We observed that a higher BMI was associated with a lower risk of AIS, while increased height is positively related to the risk. These findings align with previous researches3,5,23 which suggests that lower BMI may be linked to less muscle mass and weaker spinal support, thereby increasing susceptibility to scoliosis. The protective effect of a higher BMI could be attributed to better overall musculoskeletal health. Additionally, the association between lower BMI and scoliosis may involve complex interactions between hormones such as leptin and adiponectin, which influence bone metabolism and growth24,25. However, these relationships warrant further investigation.

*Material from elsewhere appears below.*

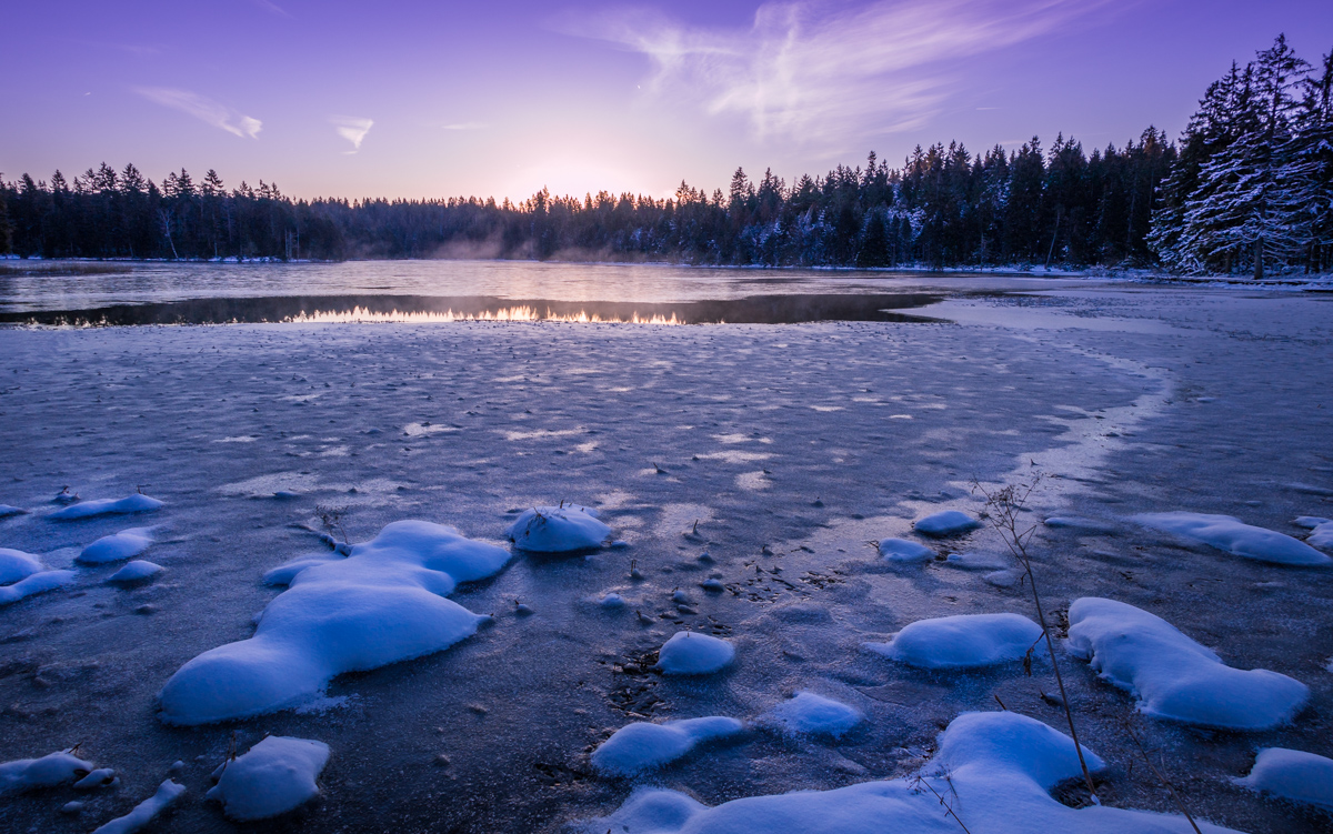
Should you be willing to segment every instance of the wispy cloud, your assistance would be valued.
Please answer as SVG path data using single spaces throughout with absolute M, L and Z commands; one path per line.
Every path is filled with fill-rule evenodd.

Sedentary behaviors, such as prolonged television viewing was significantly associated with an increased risk of AIS. These activities often involve extended periods of poor posture, potentially exacerbating spinal deformity in susceptible adolescents. This finding is further supported by the positive association between reading or using electronic screens while lying down and an increased risk of AIS. Prolonged poor posture during these activities may contribute to spinal deformities. In contrast, engaging in outdoor physical activities for more than two hours per day was significantly protective against AIS, with the protective effect being even more pronounced with over three hours of outdoor activity daily. This highlights the crucial role of regular outdoor physical exercise in maintaining spinal health during adolescence, which is supported by previous research demonstrating the benefits of physical activity for both physical and mental health26,27.

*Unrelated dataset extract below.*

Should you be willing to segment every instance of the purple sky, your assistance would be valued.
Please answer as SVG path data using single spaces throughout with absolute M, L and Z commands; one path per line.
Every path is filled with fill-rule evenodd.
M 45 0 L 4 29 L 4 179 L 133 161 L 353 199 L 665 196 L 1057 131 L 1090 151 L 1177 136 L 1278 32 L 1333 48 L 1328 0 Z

Academic burden emerged as a significant risk factor for AIS, particularly with early initiation of extracurricular classes and limited outdoor activity during school breaks. Our findings indicate that students who began extracurricular activities before age five—typically before starting primary school in China—had more than double the risk of developing AIS compared to those who started later. Moreover, students who never participated in extracurricular classes exhibited a lower risk of AIS, suggesting that early exposure to academic pressure may interfere with normal musculoskeletal development. Additionally, students who spent their school breaks outdoors had a 50% lower risk of AIS compared to those who remained indoors. These findings are novel and particularly relevant in the context of East Asian educational systems, where academic achievement often takes precedence over physical well-being. It underscores the importance of encouraging outdoor activities during breaks, as excessive focus on academic activities during these periods may be detrimental to physical health.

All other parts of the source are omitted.